In Things to tell you: day 193 p80, a love poem that was runner up in the Gwen Harwood Poetry Prize in 2007 written with a stream-of-consciousness, epistolary feel, on observation of a pair of oyster-catchers the poet stops us, in her tracks
The cove was mirror still.
A pair of oyster-catchers flew in, red-beaked, red-legged.
They probed and prodded the shallows.
It’s funny they’re called oyster-catchers -
oysters don’t take much catching.
Those birds don’t wade, either, come to think of it,
not like we do, dragging our shins through the water;
they step in and out of it, high and ladylike.
Oxley invariably enlists the architecture of a poem to echo its theme. Ordinarily as a non-cat lover I might feel impartial about a poem that pays tribute to a cat’s coat, (The Coat p25), but when the study begins
This is strict counterpoint: stave and fiddle-back,
silks waved or watered, a fingerprint,
tidemark and sea-wrack, topaz and jasper,
licorice and toffee, wheatstubble over loam
I find myself riveted by the 26 lines of words as dense and tightly woven as the coat itself. Wandering off p58, a pictorial poem that won the 2008 King Island Literary Prize, comprises nine four lined stanzas that gently wander across the page, a presentation that transforms observation into open-ended suggestion. Baby, cradle and all p55, expressing the fears of a mother as she watches her child play in a tree, evokes the format of the well-known children’s picture book Peepo by Allan and Janet Ahlberg and takes its title from a line in the nursery rhyme Rock-a-Bye Baby with poignant effect.
But it’s the deft-dealing with simile and metaphor and the powerful imagery that, for me, makes this collection special. One Tuesday p50 charts the destruction by fire of a family home and the resultant despair of its owner, it is impossible not to be moved
In the close-aired living room, smeared
with the sour fear of horses, he faced us empty-throated,
his eyes as dull as pumice stone.
Helpless witnesses, his broken-spirited hands
opened and closed on the things he could not save.
And later in the poem
…………Under the old wattle that once
seemed to part like lazy thighs,
the seat was burned off the swing.
Here, skirts fluttering, we had swooped and sung,
making of ourselves a pendulum for losing time.

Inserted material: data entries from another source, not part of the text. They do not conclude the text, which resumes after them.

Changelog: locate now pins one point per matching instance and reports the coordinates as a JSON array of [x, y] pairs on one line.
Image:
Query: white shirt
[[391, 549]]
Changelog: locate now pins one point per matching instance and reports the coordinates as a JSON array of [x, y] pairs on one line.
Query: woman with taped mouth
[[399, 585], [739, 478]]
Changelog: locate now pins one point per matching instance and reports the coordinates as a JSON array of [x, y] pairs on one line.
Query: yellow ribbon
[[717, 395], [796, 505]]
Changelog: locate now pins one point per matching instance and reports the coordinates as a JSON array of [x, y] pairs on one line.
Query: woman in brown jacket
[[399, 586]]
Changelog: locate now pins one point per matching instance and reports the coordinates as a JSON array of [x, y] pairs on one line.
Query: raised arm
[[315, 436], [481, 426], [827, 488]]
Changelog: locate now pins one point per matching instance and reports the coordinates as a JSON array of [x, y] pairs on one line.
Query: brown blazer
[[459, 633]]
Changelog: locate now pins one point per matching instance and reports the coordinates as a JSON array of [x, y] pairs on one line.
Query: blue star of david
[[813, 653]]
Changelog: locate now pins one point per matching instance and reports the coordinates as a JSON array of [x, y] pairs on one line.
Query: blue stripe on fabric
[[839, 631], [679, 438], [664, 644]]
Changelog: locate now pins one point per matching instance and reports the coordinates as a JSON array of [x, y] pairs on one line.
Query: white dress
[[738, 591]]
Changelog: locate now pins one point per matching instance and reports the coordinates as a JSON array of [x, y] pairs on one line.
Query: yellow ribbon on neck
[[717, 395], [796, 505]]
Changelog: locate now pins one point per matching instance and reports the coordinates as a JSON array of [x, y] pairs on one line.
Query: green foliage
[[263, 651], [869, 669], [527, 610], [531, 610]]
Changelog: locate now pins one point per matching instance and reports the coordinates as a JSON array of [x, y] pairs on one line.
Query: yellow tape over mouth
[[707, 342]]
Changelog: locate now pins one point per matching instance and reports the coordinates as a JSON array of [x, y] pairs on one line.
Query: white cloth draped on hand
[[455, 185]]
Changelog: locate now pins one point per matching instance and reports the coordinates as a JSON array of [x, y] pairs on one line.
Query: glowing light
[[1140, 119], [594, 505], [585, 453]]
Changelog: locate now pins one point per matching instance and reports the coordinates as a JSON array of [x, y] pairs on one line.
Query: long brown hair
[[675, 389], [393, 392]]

When presented with a fine collection of poetry I find myself overwhelmed by a chocolate-box temptation to pick a favourite. I can’t resist and mine has to be The integrated shark p20, a taut, lithe poem that attracts attention from the first, flowing on to mesmerise with its abrupt turns in train of thought, and ultimately hunt itself down.
I find myself gushing: this is a poet in whose hands you feel secure, which is not to imply that Oxley is afraid to chart the emotive, dangerous waters of personal loss and reflection but that she navigates them with the developed repertoire of a skilled poet, and you are saved from any disappointment. The book is appropriately titled, the well-developed sense of lyricism alone is enough to hearten and inspire.
CAROLYN FISHER moved from the United Kingdom to a quiet corner on the northwest coast of Tasmania some years ago. Tim Thorne launched her first collection, The Unsuspecting Sky (PressPress) in October 2008.